Energy and Commerce Committee,  Chairman Frank Pallone, Jr. (D-NJ), Press Release, Jan. 8, 2020.

Details Deep Decarbonization Strategies for Each Sector of the U.S. Economy within Committee’s Jurisdiction, and Novel Concepts for Achieving Nationwide Net-Zero Greenhouse Gas Pollution.

The CLEAN Future Act is a comprehensive proposal of sector-specific and economy-wide solutions to address the climate crisis.
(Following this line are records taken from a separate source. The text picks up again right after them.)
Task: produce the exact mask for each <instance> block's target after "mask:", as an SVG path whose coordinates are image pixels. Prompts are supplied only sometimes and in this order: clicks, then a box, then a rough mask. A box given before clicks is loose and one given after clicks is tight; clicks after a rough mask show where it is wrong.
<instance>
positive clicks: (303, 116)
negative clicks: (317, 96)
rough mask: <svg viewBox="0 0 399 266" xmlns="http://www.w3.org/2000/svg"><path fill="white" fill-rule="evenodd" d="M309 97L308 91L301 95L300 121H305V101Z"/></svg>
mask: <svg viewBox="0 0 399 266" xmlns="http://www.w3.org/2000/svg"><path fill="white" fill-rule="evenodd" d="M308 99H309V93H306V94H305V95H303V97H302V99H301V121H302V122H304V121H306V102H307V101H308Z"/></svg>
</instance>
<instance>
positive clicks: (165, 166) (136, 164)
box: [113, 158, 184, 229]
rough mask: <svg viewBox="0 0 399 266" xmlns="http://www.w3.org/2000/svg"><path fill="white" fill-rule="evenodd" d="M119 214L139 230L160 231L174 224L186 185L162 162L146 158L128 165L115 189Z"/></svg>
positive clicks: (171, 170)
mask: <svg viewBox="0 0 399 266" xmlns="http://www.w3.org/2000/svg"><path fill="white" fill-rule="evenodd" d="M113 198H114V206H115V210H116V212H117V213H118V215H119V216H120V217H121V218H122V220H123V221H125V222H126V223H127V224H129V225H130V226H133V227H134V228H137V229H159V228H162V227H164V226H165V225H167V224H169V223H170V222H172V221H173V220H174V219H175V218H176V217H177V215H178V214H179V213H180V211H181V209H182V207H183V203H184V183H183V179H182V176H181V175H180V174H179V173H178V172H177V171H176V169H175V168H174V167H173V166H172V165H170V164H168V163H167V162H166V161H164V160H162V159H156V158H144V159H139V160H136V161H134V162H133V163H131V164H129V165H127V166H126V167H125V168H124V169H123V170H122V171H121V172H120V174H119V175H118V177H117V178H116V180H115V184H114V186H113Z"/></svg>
Critically, the CLEAN Future Act formally adopts the goal of achieving a 100 percent clean economy by 2050. According to the United Nations Intergovernmental Panel on Climate Change, avoiding the most catastrophic outcomes of climate change requires cutting carbon pollution to net-zero by 2050. The draft bill incorporates both proven and novel concepts, presenting a set of policy proposals that will put the U.S. on the path to a clean and prosperous economy.


Democrats’ Green New Deal Becomes The CLEAN Future Act

Forbes, James Conca, Jan. 15, 2020.

“More detailed and reasonable than the Green New Deal proposal, this draft legislation incorporates both proven and novel concepts to lower emissions. The Act includes economy-wide policies that will empower states to lead the transition to a clean economy, provide investment in federal, state, local, and private sector clean economy transition efforts, train the clean economy workforce of the future, and integrate climate change into U.S. national security planning.”


CLEAN Future Act Is ‘Shameful’ and ‘Greenwashing,’ say Climate Justice Groups
the REALnews network, January 14, 2020.

Critics of the CLEAN Future Act cite both its 100% renewable energy by 2050 timeline for taking action and its lack of an explicit phaseout of fossil fuel production in the United States. An often-cited 2018 report by the United Nations Intergovernmental Panel on Climate Change stipulates that, by 2030, the world must see a 45% reduction in greenhouse gas emissions to avoid locking in some of the worst impacts of climate change. Another critique says the  legislation allows for a “technology-neutral” approach to electricity supply, depending on market mechanisms to offset emissions from carbon-intensive fuel sources, an approach long critiqued by climate justice advocates and even recently the United Nations.